In the absence of an obvious cause for cardiac arrest, patients with idiopathic ventricular fibrillation are difficult to manage. A subset of patients has inducible arrhythmias. In others sympathetic excitation plays a role in the onset of the cardiac arrest. This study evaluates a prospective stepped care approach in the management of idiopathic ventricular fibrillation, with therapy first directed at induced arrhythmias and secondly at adrenergic trigger events.
University Hospital.
10 consecutive patients successfully resuscitated from idiopathic ventricular fibrillation.
Programmed electrical stimulation to determine inducibility, followed by serial drug treatment.
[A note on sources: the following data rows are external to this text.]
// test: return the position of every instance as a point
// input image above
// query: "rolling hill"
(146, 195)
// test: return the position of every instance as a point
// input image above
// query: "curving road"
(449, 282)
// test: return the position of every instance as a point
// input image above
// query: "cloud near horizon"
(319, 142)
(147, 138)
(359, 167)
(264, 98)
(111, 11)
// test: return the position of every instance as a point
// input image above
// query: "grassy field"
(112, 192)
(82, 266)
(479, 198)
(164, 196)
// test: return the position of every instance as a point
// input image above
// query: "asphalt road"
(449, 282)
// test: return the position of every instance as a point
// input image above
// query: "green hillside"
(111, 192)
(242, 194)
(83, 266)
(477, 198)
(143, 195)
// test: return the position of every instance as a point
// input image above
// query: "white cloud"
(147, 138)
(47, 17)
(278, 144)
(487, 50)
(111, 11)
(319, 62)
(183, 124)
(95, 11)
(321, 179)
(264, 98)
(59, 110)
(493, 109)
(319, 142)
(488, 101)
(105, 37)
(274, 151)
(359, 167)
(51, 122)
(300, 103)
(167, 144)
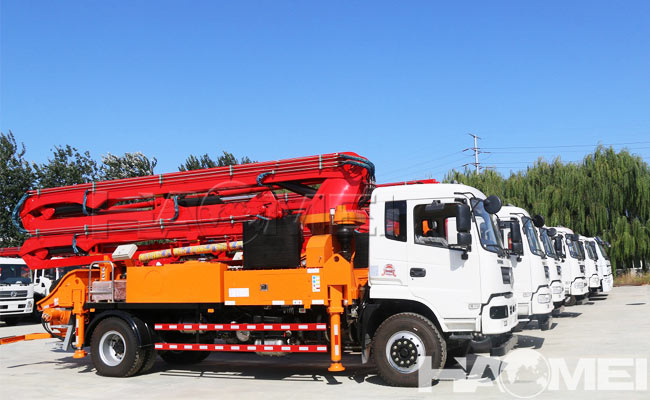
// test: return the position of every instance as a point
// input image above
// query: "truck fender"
(385, 294)
(141, 329)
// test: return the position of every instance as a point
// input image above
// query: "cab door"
(437, 273)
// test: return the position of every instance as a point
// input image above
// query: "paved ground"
(610, 330)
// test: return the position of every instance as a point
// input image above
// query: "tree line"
(606, 195)
(69, 166)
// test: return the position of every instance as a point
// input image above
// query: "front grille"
(506, 275)
(8, 294)
(498, 312)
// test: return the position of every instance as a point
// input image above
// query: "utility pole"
(476, 151)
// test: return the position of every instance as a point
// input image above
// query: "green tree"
(66, 167)
(16, 177)
(127, 166)
(607, 195)
(205, 161)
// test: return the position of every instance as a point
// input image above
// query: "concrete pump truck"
(304, 255)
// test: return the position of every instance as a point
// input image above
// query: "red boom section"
(9, 251)
(74, 225)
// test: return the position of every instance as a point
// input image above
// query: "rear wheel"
(114, 349)
(401, 345)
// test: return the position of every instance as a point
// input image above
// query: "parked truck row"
(305, 255)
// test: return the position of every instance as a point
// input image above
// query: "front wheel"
(401, 345)
(545, 323)
(114, 349)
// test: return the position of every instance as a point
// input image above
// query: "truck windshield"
(602, 250)
(591, 250)
(573, 248)
(11, 274)
(486, 228)
(548, 244)
(531, 234)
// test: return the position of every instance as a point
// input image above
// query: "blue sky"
(401, 83)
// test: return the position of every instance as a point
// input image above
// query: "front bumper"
(557, 291)
(579, 287)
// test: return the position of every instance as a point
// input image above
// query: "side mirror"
(464, 239)
(515, 236)
(492, 204)
(463, 219)
(518, 248)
Assessment of pre-arrest physical activity and mental stress status by interview, followed by beta blockade. Cardioverter-defibrillator implantation in non-inducible patients not showing significant arrest related sympathetic excitation.
Recurrent cardiac arrest or ventricular tachycardia.
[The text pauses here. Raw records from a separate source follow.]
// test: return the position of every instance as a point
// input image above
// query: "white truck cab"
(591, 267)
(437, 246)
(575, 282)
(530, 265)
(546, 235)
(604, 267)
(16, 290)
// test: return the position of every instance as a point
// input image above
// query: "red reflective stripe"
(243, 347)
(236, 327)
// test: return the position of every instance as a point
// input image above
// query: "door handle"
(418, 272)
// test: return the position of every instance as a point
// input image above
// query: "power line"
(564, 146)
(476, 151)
Five patients were managed with serial drug treatment and four with beta blockade. In one patient a defibrillator was implanted. During a median follow up of 2.8 years (range 6 to 112 months) no patient died or experienced defibrillator shocks. One patient had a recurrence of a well tolerated ventricular tachycardia on disopyramide.
Idiopathic ventricular fibrillation may be related to enhanced sympathetic activation. Prognosis may be favourable irrespective of the method of treatment. Whether the present approach enhances prognosis of idiopathic ventricular fibrillation remains to be determined. However, it may help to avoid potentially hazardous antiarrhythmic drugs or obviate the need for implantation of cardioverter-defibrillators.
在没有明显心脏骤停原因的情况下,特发性室颤患者难以管理。一部分患者可诱发出心律失常。其他患者中,交感神经兴奋在心脏骤停发作中起作用。本研究评估一种前瞻性分步治疗方法用于特发性室颤的管理,治疗首先针对诱发性心律失常,其次针对肾上腺素能触发事件。
大学医院。
10例连续从特发性室颤成功复苏的患者。
进行程序性电刺激以确定可诱导性,随后进行系列药物治疗。通过访谈评估心脏骤停前的体力活动和精神应激状态,随后进行β受体阻滞剂治疗。对未显示出与心脏骤停相关的明显交感神经兴奋的不可诱导患者植入心脏转复除颤器。
复发性心脏骤停或室性心动过速。
5例患者接受系列药物治疗,4例接受β受体阻滞剂治疗。1例患者植入了除颤器。在中位随访时间2.8年(范围6至112个月)内,无患者死亡或接受除颤器电击。1例患者在服用丙吡胺时出现耐受性良好的室性心动过速复发。
特发性室颤可能与交感神经激活增强有关。无论治疗方法如何,预后可能良好。目前的方法是否能改善特发性室颤的预后仍有待确定。然而,它可能有助于避免潜在有害的抗心律失常药物或消除植入心脏转复除颤器的必要性。